After the last miscarriage, reality set in. This may not happen ever. We didn't have luck on our own, we didn't have luck with medication, and the procedures, I was beginning to wonder what was wrong with me. (I know every girl says that, and they shouldn't, its the way your body is, its not something you can help).
So I wanted to find others that may be in my same situation. Thats not easy to do, not many people talk about it, and definitely don't say on Facebook, hey guess what we are infertile! So you have to search. A friend of mine introduced me to a girl in NC over FB that had been through 5 miscarriages, but never fertility treatments. She and I started chatting, and she mentioned that I should visit a group. That felt like AA or something, a group to talk about my feelings. I thought well, I guess it couldn't hurt. Why not!! So, she helped me locate one in Florida, and soon after the last miscarriage I went to a meeting.

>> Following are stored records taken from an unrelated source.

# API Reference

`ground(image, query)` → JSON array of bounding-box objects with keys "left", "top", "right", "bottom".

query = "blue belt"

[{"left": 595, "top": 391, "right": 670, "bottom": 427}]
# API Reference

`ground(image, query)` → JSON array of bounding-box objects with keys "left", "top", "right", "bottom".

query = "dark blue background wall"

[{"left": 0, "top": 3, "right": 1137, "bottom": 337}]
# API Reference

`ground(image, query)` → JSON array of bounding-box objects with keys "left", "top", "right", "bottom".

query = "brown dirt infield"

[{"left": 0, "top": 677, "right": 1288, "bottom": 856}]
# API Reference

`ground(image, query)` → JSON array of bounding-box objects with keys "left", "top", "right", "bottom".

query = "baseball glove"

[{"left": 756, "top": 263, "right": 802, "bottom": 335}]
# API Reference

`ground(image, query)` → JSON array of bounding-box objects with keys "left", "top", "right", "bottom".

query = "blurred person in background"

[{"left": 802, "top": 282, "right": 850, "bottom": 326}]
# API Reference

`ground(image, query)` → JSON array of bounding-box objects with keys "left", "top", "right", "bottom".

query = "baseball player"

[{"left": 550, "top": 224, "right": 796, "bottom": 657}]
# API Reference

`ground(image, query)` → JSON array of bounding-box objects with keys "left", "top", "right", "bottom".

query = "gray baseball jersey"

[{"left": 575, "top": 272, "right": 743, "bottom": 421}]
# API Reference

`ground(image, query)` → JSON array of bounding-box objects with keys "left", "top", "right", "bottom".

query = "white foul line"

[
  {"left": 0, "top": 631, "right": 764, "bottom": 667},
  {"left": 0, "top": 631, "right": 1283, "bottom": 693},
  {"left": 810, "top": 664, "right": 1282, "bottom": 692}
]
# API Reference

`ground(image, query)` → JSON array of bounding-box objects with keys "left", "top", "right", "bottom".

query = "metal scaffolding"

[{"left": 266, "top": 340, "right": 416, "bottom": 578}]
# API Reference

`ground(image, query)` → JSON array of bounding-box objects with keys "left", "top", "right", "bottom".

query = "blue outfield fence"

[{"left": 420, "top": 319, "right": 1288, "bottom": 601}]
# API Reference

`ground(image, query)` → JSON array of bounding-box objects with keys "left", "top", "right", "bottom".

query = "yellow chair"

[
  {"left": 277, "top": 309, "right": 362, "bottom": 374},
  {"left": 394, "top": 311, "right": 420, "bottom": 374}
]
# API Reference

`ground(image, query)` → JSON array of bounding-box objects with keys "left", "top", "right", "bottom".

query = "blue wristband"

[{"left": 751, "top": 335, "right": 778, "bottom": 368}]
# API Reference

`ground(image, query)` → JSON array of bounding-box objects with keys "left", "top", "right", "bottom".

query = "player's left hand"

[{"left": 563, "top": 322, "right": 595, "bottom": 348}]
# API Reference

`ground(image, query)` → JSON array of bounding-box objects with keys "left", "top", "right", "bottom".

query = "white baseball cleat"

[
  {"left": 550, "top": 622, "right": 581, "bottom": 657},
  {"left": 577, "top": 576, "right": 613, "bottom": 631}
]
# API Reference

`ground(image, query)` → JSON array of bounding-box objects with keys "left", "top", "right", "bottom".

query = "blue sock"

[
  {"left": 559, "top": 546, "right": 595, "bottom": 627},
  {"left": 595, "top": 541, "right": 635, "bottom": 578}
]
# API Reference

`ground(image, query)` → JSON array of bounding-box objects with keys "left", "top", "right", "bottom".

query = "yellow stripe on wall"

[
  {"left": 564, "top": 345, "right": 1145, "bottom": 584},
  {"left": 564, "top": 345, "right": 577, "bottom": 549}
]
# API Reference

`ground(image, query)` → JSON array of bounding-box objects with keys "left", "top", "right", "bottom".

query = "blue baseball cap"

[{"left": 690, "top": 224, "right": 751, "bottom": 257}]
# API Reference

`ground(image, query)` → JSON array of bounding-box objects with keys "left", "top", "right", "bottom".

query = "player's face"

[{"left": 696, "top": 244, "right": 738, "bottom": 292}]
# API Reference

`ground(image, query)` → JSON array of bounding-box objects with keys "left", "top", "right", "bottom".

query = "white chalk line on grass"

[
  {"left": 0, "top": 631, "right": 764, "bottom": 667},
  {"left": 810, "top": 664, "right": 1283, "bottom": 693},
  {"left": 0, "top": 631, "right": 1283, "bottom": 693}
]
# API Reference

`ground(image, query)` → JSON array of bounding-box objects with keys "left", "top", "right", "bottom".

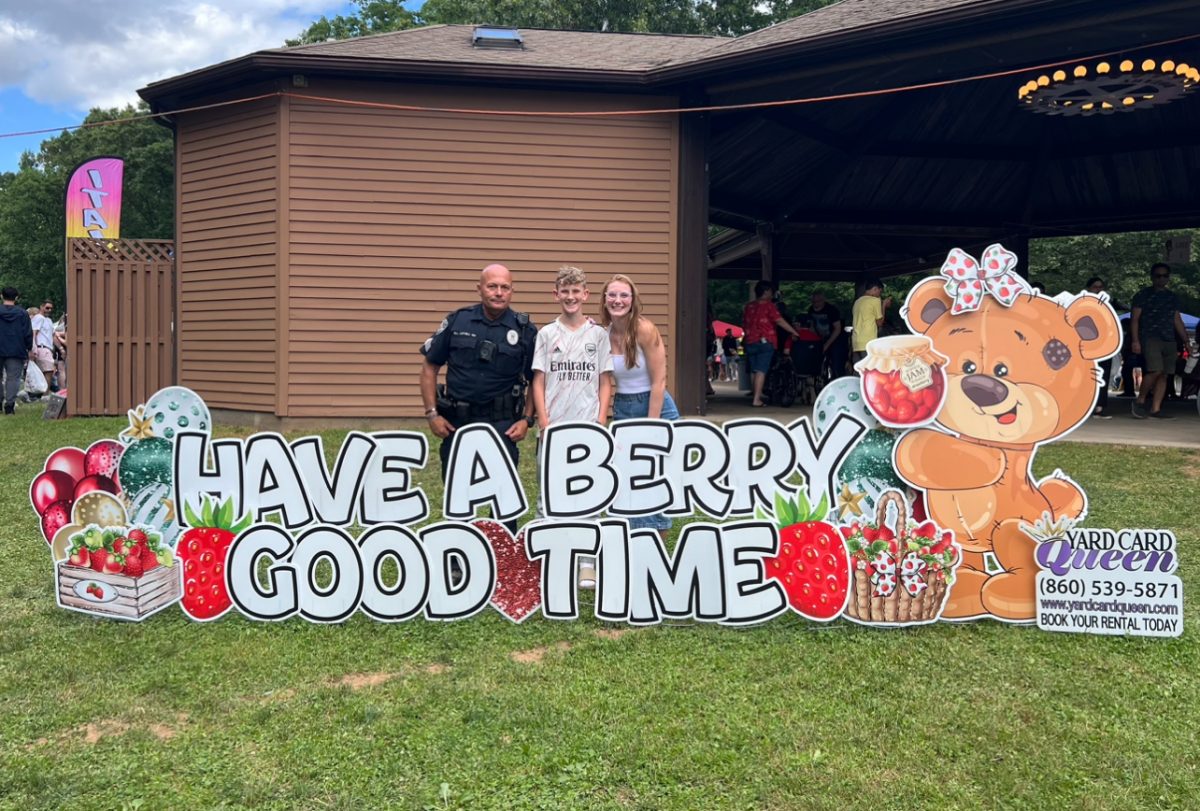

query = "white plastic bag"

[{"left": 25, "top": 361, "right": 49, "bottom": 395}]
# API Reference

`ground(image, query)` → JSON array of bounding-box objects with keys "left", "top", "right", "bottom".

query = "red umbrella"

It was so odd, I showed up at the church, and walked into a group of randomness. There were all sorts of walks of life, all couples and I was alone. I didn't think hubby would want to go, so it was just me. In reality I wished he was there. I heard everyone's stories, and I cried for them. I mean my story seemed so minor compared to theres. Loosing kids, loosing babies it was horrible. It made me scared to have one. I thought, there is too much loss out there. I left the meeting so upset and so frustrated for those people. I couldn't believe how much pain they had gone through. The whole thing made me sick. In theory, the idea of a group is good. I think it helped me put things in perspective, but it made me sad. This was real and I wished it wasn't.
Soon after that, we went back to the doctor to talk about options, and what had happened to us that year. Doctor told us he wanted me to have a panel of bloodwork done called a miscarriage panel, and recommended surgery to see what was going on in my uterus. All this scared me, but we figured it was best. So we scheduled the surgery for the end of January and did the bloodwork right before the holidays. We had done so much and come so far to not know.